Una lettera carica di dolore ma anche di orgoglio, parole struggenti ma fiere di un fratello travolto dalla tristezza. Roger Lee Hayden ha voluto salutare a modo suo il fratello Nicky, dedicandogli una lettera commovente ma allo stesso tempo simpatica accompagnata dalla foto che li ritrae insieme la domenica della gara di Valencia nel 2006, quando Nicky si laureò campione del mondo in MotoGP.

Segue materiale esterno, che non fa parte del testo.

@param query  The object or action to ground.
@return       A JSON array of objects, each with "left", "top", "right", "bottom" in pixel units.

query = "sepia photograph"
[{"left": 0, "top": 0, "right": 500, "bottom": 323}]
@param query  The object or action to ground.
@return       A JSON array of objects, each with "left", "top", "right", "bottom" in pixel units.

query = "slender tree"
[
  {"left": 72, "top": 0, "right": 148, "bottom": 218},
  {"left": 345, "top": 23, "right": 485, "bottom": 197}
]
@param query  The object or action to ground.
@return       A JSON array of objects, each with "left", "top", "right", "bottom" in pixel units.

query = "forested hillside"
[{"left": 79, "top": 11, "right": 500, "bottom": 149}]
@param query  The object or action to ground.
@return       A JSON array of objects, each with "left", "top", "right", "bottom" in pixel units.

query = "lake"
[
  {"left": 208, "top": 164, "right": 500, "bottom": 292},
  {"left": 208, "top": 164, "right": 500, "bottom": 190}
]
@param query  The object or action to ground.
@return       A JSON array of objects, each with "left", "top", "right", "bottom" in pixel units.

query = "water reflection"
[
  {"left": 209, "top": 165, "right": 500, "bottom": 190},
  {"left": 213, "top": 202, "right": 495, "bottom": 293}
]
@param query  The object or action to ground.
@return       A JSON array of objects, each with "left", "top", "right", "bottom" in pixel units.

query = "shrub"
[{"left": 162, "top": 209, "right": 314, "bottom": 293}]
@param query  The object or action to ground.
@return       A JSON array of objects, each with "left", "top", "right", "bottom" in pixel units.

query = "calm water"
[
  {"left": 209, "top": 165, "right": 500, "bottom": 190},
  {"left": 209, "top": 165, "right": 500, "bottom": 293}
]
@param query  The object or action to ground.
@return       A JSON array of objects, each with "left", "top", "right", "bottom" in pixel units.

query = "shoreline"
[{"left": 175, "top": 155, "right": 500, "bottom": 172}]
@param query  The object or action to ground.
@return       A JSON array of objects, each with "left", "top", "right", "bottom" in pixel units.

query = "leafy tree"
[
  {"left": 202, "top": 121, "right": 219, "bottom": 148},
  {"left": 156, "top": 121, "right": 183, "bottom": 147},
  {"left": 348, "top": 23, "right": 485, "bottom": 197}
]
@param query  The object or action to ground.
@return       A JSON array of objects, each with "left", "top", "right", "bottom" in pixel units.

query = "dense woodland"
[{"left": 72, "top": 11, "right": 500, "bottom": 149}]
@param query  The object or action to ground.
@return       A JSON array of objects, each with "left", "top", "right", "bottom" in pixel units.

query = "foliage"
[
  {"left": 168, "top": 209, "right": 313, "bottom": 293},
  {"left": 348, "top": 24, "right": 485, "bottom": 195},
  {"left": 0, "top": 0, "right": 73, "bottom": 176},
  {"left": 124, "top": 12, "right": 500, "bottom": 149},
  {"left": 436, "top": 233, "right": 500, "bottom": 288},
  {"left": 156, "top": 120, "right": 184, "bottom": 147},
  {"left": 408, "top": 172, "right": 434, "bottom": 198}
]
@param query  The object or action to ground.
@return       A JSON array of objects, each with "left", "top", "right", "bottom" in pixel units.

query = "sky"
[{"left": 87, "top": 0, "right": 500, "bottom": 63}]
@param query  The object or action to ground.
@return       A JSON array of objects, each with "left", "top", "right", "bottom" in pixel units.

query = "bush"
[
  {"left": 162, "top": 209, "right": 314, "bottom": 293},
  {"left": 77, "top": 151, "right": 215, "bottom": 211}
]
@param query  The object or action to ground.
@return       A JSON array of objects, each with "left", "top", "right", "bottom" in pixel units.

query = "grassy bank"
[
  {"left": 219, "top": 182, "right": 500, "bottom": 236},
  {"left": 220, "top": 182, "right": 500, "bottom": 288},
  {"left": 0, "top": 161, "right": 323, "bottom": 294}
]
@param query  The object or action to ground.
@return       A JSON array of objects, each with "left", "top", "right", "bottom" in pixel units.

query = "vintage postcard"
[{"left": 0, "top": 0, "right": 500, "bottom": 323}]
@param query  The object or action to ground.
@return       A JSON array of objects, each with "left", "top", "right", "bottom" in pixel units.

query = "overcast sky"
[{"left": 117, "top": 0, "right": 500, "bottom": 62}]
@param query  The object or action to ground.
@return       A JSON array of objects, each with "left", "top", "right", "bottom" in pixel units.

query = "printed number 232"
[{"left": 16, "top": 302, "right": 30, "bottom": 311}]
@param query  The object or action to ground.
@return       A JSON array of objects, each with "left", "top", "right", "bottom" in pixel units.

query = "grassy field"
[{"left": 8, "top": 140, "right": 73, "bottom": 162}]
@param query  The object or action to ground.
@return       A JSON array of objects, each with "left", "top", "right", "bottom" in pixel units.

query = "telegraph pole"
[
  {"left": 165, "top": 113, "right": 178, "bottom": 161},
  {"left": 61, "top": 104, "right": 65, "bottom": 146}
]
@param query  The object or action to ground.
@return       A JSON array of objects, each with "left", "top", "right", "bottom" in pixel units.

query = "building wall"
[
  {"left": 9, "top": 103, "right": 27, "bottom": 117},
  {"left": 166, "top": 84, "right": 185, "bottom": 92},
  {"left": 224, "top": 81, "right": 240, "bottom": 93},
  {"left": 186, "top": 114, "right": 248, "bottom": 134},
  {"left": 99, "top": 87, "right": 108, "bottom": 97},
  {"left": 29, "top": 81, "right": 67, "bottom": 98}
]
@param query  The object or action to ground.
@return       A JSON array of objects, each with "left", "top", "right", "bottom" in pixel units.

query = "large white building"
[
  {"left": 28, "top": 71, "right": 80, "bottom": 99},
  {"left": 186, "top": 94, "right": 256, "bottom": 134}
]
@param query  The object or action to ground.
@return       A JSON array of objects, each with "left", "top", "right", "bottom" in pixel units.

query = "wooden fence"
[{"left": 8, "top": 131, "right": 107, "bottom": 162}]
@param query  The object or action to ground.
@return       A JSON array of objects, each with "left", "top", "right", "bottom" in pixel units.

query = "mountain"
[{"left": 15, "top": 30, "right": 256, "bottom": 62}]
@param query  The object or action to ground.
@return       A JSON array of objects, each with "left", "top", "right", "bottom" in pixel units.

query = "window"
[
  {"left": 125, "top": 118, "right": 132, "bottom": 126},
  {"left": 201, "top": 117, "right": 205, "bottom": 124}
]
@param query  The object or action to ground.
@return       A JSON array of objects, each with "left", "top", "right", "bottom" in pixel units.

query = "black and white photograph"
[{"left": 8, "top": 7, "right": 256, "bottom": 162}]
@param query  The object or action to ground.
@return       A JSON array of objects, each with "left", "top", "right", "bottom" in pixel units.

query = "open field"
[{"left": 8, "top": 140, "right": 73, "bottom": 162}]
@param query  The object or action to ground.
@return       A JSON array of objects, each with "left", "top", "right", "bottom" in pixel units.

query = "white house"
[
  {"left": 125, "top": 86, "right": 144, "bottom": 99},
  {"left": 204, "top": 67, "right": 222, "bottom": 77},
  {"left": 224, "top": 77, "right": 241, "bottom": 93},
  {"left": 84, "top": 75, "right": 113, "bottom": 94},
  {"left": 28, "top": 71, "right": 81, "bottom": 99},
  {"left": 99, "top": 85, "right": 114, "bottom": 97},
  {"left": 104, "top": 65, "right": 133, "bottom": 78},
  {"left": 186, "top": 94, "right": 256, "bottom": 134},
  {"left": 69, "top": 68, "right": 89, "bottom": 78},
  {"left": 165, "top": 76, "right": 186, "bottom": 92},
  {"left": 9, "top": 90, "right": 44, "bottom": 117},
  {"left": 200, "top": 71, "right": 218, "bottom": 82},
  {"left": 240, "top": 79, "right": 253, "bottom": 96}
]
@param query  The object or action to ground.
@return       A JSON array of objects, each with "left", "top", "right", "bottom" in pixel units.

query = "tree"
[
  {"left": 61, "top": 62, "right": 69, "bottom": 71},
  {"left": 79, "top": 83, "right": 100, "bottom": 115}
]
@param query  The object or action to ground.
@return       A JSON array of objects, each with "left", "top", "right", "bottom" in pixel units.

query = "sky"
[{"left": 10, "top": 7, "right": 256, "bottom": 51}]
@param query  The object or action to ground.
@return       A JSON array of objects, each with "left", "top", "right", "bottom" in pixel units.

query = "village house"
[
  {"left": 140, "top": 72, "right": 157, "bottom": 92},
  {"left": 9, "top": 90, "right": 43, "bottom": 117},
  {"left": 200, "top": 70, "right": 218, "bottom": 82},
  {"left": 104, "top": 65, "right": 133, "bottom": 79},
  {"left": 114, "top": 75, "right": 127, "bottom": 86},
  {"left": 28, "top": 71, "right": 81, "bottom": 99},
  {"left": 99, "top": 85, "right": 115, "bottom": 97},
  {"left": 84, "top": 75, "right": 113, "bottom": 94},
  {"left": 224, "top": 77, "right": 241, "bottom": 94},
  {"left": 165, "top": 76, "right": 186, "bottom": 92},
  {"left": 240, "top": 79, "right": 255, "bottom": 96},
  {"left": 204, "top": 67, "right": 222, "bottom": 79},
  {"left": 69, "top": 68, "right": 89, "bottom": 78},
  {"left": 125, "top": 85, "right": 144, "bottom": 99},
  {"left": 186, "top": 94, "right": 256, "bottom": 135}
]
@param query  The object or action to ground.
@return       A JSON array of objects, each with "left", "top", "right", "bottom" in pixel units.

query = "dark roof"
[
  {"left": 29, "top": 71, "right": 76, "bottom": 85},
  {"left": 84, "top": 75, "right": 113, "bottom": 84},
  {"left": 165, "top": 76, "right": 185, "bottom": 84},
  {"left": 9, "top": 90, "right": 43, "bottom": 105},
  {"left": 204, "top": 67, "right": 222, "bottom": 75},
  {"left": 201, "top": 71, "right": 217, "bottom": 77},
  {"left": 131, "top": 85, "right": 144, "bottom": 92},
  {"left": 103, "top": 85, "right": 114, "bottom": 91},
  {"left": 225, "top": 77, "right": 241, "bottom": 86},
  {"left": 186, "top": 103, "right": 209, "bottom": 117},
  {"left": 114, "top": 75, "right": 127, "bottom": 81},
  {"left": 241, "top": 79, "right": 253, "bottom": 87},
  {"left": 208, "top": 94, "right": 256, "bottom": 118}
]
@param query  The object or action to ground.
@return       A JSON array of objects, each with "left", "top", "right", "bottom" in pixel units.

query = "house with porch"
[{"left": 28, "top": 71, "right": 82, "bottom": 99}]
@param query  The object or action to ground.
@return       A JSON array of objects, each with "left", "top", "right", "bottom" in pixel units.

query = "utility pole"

“Nicky, fratello mio, non pensavamo che la nostra storia finisse così. Eri stato campione del mondo per una ragione. Non avevo mai incontrato nessuno che desiderasse correre in moto quanto te. Ricordo quando stavamo crescendo, dividevamo la stanza e tu studiavi gli appunti che avevi preso la gara prima, avevamo 12 o 13 anni. Non dimenticherò mai il lunedì dopo la tua vittoria nel campionato del monto, mi svegliasti per andare a correre. È quello che di differenziava da tutti gli altri e che ha fatto di te una leggenda”.
“Posso continuare. Ci hai reso tutti migliori, perché quando ne eri qui, ci allenavamo in moto o in bici per diminuire il gap quando lo avremmo fatto con te. Mi hai spinto al mio massimo, ma cosa più importante ricorderò il fratello che eri. Eri una leggenda delle corse e un fratello. C’eri sempre per me a prescindere di cosa ti capitasse. Volevi aiutare, sono contento che tu abbia potuto vedermi al mio meglio nell’ultimo paio di anni, non solo in moto, ma soprattutto nella vita”.
“Posso sedermi qui e chiedermi il perché di questo tutto il giorno, ma invece voglio essere grato per avere avuto un fratello come te per 33 anni. Non preoccuparti, terrò sotto controllo le nostre nipoti, non avranno un ragazzo finché non andranno all’università e insegnerò ai nipoti cosa serve per essere un campione nel caso vogliano prendere quella strada”.
“Questa foto per me è speciale, perché dopo un po’ di sfortuna il tuo titolo mondiale sembrava che il titolo fosse andato, ti avevo sostenuto e ti avevo detto che era ancora il tuo anno, e quella è stato la cosa che hai fatto quando ti ho visto sul podio”.
“Anche durante questi momenti incredibilmente difficili ho conservato la mia fede, credo che se dio vuole prenderti con sé lo farà nonostante tutto. Correremo ancora insieme, ti voglio bene”.